The report recommends: 

  • London stakeholders adopt a strategic approach to identifying gaps in inclusive talent activity for the frontier innovation sector and monitoring the impact of interventions. This could be done using the pathways and talent map that this report creates, as a common framework for guiding collaboration 
  • Policymakers stimulate regional coordination via a dedicated Inclusive Talent Challenge Fund. This would meet the government’s own stated aims of aligning its funding for the HE sector more closely with growth and opportunity. 
  • All partners in London’s skills ecosystem adopt the frontier innovation pathways and talent framework put forward in this report as a tool for strategic collaboration and tracking impact.   
  • London’s higher education sector pools provision of careers advice and guidance and other widening participation programmes, to extend support to outer London, drive efficiency, and build on the good work already being done. 
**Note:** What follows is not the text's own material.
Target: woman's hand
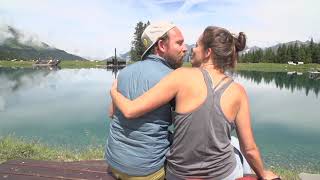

Commenting on the report, Dr Richard Boffey, lead report author and Head of AccessHE at London Higher, said: 

The social licence of universities rests on their ability to show how they are driving both growth and opportunity. By looking in depth at a priority sector of London’s economy, we offer the first systematic attempt to evidence this, showing how, and where, the HE sector helps high growth-potential businesses to meet their inclusive talent and skills needs. We should be encouraged by the breadth and scale of contribution identified in this report. The task now is to turn that contribution into something even more strategically coordinated, to make sure it serves all of London’s communities.   

Professor Stephanie Marshall, Vice Principal for Education at Queen Mary University of London said:  

As a Russell Group university which is proud to attract and support students from backgrounds typically under-represented in universities like ours, we are delighted to host this important conference and welcome this new report. 

It is vital universities work together, and across sectors, to break down barriers in higher education so we can support those with the potential to succeed, irrespective of their background, and in doing so ensure existing and future skills needs are met. At Queen Mary, we have a long history of working collaboratively with employers to understand their needs and ensure our graduates succeed, and we look forward to working with partners to drive further changes across London and beyond.